Experience will mark tennis team


August 28, 2020

Kylie McKeon, left, and Carlee Maslowski lead the CEC team on the doubles court.

Tennis is back, and the Cloquet-Esko-Carlton girls team isn't letting Covid-19 stop them.

With 38 girls on the team this year, coach Derek Johnson said that "is the most we've seen on the roster in the past 10 years."

Johnson said they return six full-time varsity players, giving the team a strong core to build around.

Johnson said the larger team includes a lot more Esko girls than he expected, including a number of volleyball players whose season was postponed to spring because of the pandemic.

"The past five years I've had one Esko girl and this year there are around 10, which is great," he said.

The Lumberjacks hosted their first match Monday, against an experienced Marshall team.

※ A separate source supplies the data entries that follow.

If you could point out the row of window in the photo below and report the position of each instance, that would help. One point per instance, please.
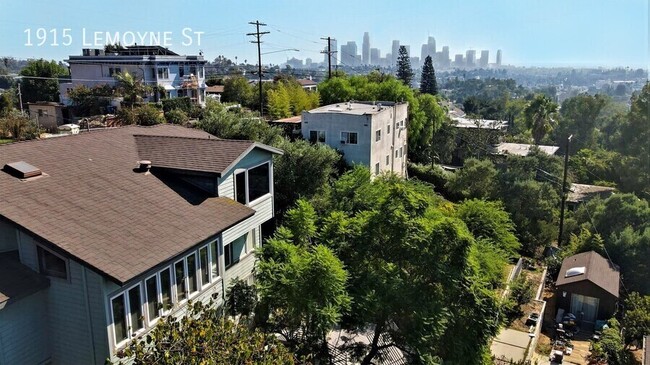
(163, 72)
(346, 137)
(145, 302)
(155, 296)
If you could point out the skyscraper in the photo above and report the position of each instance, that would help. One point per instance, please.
(395, 53)
(428, 49)
(349, 54)
(483, 61)
(375, 56)
(365, 49)
(470, 58)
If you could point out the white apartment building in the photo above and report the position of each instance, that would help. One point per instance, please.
(368, 133)
(155, 65)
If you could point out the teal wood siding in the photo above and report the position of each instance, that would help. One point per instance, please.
(23, 339)
(253, 158)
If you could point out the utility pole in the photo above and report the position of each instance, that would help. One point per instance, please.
(258, 34)
(329, 54)
(20, 99)
(564, 189)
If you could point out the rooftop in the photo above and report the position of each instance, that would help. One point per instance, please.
(354, 108)
(93, 206)
(597, 270)
(521, 149)
(583, 192)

The Hilltoppers prevailed, winning 4-3. The Hilltoppers won three of the four singles matches, with Cloquet junior Lydia Stone the lone CEC singles winner in the No. 4 slot. Other singles players for Cloquet are Addie Loeb at No. 1, Winnie Benjamin at No. 2 and Marina Dostal at No. 3.

The tables were turned in the doubles matches, with the Lumberjacks No. 1 team of Kylie McKeon and Carlee Maslowski winning in two sets (7-5 and 6-4), along with the No. 3 doubles team of Camden Pollard and Tenley Stewart, who also won in two sets. The No. 2 CEC doubles team of Bella Harriman and Brynn Martin lost in three sets.

"I figured if we wanted to win the match that we would have to sweep doubles and win one of the singles matches and we fell just short," Johnson said.

Accompanying the season are safety precautions and restrictions due to the ongoing Covid-19 pandemic. Johnson said players are wearing masks during huddles, doing a self assessment before each practice, practicing physical distancing on and off the court, and have hand sanitizer available. Items that tend to be high-volume touch areas - like water jugs and benches - have been eliminated. The equipment is cleaned after each practice and practices are split to limit the number of girls on the court at one time.

"I want these young athletes to have fun and enjoy being back out on the court with their friends," Johnson said.